We were also the unofficial postmasters. From a small metal box I sold penny stamps. A man in overalls and a blue cap came Monday, Wednesday, and Friday mornings, delivering letters that I sorted into bundles, for I’d already learned the names—Sampson, Ruse, French, Andrews, Phelps. Harker, that was us. I knew which were bills to be paid to the dairyman. At six, I could tuck the money into an envelope, address it, and drop a penny from the cash register in the box for a stamp. In all that time, there was never so much as a postcard from Ma’am, and that was fine with me.

One century became another. Pap initiated me into the world of home doctoring—the mysteries of mange and foot rot, and the damage a motor car could do to a slow bluetick hound.

Finally, our old mare stumbled and broke an ankle. Pap dug a hole and shot her at an angle so that she’d fall right in. Then he set a fire of leaves and sticks, and stunk up the air with her cooking. He covered her bones with loam, and for years, cornstalks planted there grew ten feet high. Pap bought a cantankerous mule by the name of Sanderson, and we hitched her, braying and bellyaching, to the wagon. Evenings, we delivered groceries, and
picked up sweet hominy at the Daymens’ farm, watermelon and pumpkins from the Sylvesters’. Early mornings, we hauled bales of hay from one field to another. Pap was a good hand at turning a dime.
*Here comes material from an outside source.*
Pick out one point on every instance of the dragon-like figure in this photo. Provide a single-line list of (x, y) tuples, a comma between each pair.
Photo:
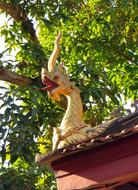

I went with him nights when he carried brown jugs to the outlying farms, and I kept watch by the road while men came for a trade. We raked in haunches of rabbit, fresh vegetables, apples, and tomatoes. We piled them in bushel baskets in the store—and we ate like kings.

After school, I ran the grocery. Coloreds came on Wednesdays; whites bustled in on Tuesdays and bought up stuff like it would be a month before Thursday came around.

Miss Dovey was one of our Wednesday shoppers. She was black as night and so bony you could have scrubbed clothes on any part of her. She kept her hair in a rag, and under her long dress she was barefoot, like most of her kin. She shuffled in one morning while I was sitting on the floor, trying to stitch two hankies together. I had just uttered a swear word my pap had forbidden, when she looked over the counter.

“What in the world you doin’ down there, Miss Livvy?” she said. Her glasses were thick as Mason jar bottoms and the same celery-green.

“I’m tryin’ to sew a dress for my dolly, Miss Dovey,” I said. “But my thread won’t stay still.”

She took my work in her hands. “Hand me that needle, and I’ll show you how to knot that thread.”

And she did, the two of us sitting cross-legged on that wooden floor, her instructing me in the ways of gathering and hemming, lining up edges, and sewing on buttons. I often had to scramble up to box groceries and make change. The coloreds finally collected in great numbers to watch. I remembered my
manners and jumped up, saying, “You-all stay here, and I’ll get refreshments.”